Second, for the enhancement to apply, Etoty must “know[ ] or should have known of the victim's unusual vulnerability.” U.S.S.G. § 3A1.1. This point is not seriously contested. Etoty concedes that “there is no dispute that, following Ms. Etoty's 1995 Florida sentencing, she knew Ms. Taylor was disabled.” Appellant's Reply Br. at 7. Etoty does contend, however, that she did not know the precise nature of Ms. Taylor's disability, and thus of her vulnerability, and that the enhancement should therefore not apply.
But such specific proof is not required to satisfy the requirements of § 3A1.1. In United States v. White, 670 F.3d 498 (4th Cir.2012), this court clarified that the gravamenof this analysis is whether the defendant knew that the victim was vulnerable, not whether he knew the precise source of that vulnerability. In addressing whether children could be classified as vulnerable victims, we explained:
The fact that White might be able to demonstrate that he did not know the specific ages of the children would not be dispositive. The relevant question is whether White knew or should have known of the children's vulnerability. While a specific age can be a proxy for such vulnerability, it is not essential. Id. at 516.
It is irrelevant that “we do not know the nature or extent of M[s]. Taylor's learning disability” or “whether her disability payments were linked to her learning disorder or her back problems.” Appellant's Reply Br. at 3. There is no need for a medical diagnosis to conclude that the victim was vulnerable, nor is it necessary for the defendant to possess scientifically precise knowledge to satisfy the requirement that she know of her victim's vulnerability.

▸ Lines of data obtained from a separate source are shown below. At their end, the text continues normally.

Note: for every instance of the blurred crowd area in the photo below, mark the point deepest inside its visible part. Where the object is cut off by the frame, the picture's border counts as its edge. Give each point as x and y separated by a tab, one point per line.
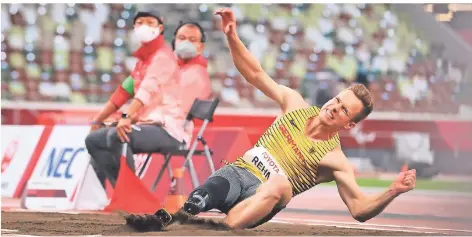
79	53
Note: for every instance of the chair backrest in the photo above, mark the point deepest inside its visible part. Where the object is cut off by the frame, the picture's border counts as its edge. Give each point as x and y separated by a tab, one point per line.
203	109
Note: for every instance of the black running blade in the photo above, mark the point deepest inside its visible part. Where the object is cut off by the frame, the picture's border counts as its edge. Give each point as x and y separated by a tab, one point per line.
165	216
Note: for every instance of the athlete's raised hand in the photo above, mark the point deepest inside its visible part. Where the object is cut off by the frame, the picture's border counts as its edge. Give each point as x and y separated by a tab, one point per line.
404	182
228	20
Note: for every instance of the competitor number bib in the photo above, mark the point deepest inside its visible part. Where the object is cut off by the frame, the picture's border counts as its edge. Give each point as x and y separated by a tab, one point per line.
263	161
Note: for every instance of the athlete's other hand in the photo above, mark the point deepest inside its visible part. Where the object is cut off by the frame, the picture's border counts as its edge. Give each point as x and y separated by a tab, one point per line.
404	182
228	20
123	128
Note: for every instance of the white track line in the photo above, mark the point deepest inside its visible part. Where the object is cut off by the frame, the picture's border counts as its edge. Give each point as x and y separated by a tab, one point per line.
373	225
375	228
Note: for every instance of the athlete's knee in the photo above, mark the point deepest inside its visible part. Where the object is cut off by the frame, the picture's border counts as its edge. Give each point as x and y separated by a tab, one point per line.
277	188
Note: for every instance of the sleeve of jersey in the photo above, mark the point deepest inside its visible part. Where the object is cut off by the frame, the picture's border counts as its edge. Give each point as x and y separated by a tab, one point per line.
123	92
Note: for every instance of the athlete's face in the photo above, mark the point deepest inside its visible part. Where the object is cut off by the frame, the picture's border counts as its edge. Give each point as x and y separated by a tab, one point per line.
339	111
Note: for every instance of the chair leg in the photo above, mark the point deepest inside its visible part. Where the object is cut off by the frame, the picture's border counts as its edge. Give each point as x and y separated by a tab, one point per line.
169	171
144	165
209	159
193	173
161	172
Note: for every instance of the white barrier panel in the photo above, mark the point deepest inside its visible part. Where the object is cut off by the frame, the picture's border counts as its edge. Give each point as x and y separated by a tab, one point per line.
18	145
57	182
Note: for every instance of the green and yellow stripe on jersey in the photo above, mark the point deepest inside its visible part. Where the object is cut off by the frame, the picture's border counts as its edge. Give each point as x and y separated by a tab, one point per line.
294	152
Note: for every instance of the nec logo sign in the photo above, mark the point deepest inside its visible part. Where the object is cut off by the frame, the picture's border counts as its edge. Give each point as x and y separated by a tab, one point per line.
60	161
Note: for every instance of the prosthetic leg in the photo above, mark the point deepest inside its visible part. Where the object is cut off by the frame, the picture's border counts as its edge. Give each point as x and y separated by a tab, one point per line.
206	197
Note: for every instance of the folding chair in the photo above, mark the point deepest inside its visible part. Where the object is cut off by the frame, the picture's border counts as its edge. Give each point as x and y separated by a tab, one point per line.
203	110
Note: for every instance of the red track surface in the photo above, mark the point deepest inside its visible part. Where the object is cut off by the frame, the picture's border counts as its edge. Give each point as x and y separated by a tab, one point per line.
418	211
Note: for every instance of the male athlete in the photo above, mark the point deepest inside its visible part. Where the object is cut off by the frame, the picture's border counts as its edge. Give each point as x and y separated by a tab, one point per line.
298	151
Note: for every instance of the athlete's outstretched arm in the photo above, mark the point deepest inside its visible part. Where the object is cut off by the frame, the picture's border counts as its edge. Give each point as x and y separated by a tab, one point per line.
363	207
246	63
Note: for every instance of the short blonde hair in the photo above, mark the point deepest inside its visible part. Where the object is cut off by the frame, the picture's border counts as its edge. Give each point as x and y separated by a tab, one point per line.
363	94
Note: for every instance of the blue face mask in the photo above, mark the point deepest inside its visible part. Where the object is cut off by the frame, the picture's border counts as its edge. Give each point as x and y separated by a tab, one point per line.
185	50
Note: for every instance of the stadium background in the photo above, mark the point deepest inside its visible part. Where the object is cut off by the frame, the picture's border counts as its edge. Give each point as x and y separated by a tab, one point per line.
61	62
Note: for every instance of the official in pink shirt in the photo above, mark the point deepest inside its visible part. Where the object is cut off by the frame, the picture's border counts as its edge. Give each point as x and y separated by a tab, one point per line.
188	44
156	108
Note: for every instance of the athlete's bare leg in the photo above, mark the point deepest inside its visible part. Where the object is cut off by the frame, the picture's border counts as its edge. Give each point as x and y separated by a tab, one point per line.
276	192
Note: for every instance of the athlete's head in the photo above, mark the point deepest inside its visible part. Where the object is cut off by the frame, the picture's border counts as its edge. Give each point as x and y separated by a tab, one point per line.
347	108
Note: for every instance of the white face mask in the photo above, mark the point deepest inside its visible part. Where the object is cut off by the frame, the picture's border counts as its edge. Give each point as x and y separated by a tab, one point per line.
185	50
145	33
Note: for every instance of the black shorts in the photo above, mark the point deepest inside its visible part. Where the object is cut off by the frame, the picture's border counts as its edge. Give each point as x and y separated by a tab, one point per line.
243	184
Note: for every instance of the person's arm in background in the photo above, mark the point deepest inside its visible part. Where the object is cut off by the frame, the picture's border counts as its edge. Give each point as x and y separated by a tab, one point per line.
160	70
119	97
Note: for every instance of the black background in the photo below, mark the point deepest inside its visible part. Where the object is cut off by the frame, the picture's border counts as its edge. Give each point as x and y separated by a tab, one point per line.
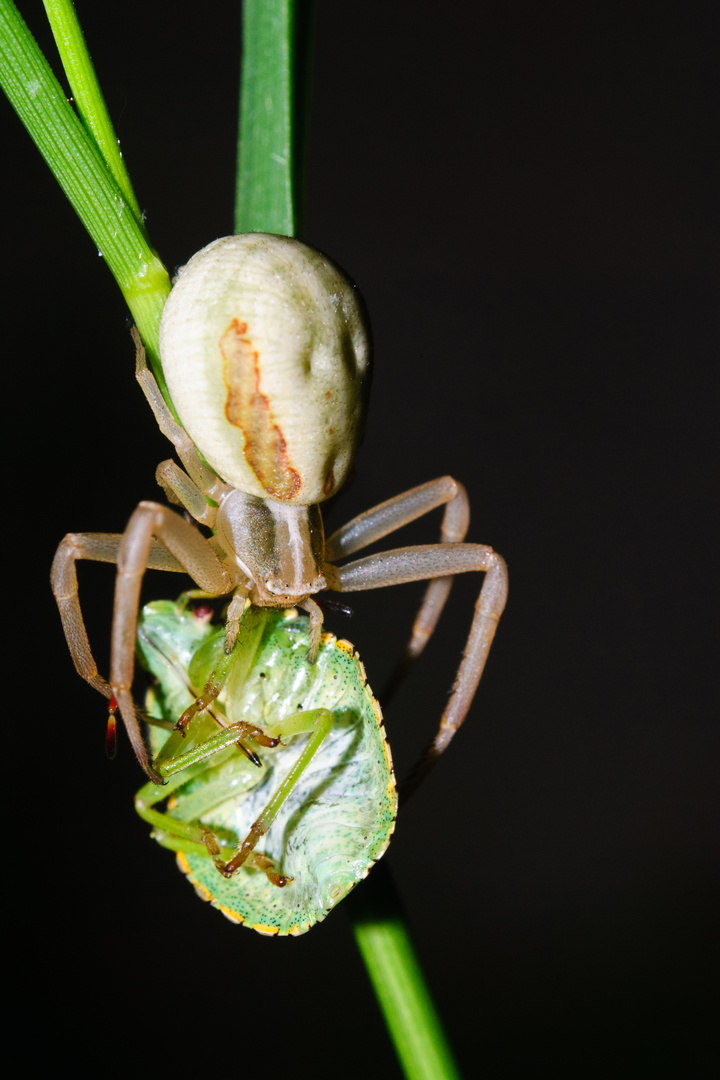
525	194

Etoty's conceded knowledge that Ms. Taylor was disabled and was receiving disability payments is ample proof that she knew her victim was unusually vulnerable. Etoty does not challenge the district court's self-evident conclusion that she possessed such relevant knowledge, and there is no basis in law or logic for us to impose the more stringent standard of proof that Etoty urges.
IV.
Ultimately, there is no serious dispute that Etoty selected a disabled victim with full knowledge of that victim's vulnerability. As the district court correctly concluded, those two facts are the only ones that the Guidelines require for application of the “vulnerable victim” enhancement. We therefore conclude that there was no error in the defendant's sentencing, and the judgment of the district court is
AFFIRMED. DAVIS, Circuit Judge, concurring in the judgment:
The majority opinion appropriately identifies our standard of review, notes that the district court applied the correct version of the United States Sentencing Guidelines Manual, see United States v. White, 670 F.3d 498, 516 (4th Cir.2012), and properly holds that the district court did not commit clear error in its factual findings that (1) Etoty's undeniably disabled victim was “vulnerable” and (2) Etoty had actual knowledge (when she committed the offenses) that her victim was vulnerable, see United States v. Llamas, 599 F.3d 381, 388 (4th Cir.2010) (citing U.S.S.G. § 3A1.1(b)(1)). For these reasons, I concur in the judgment.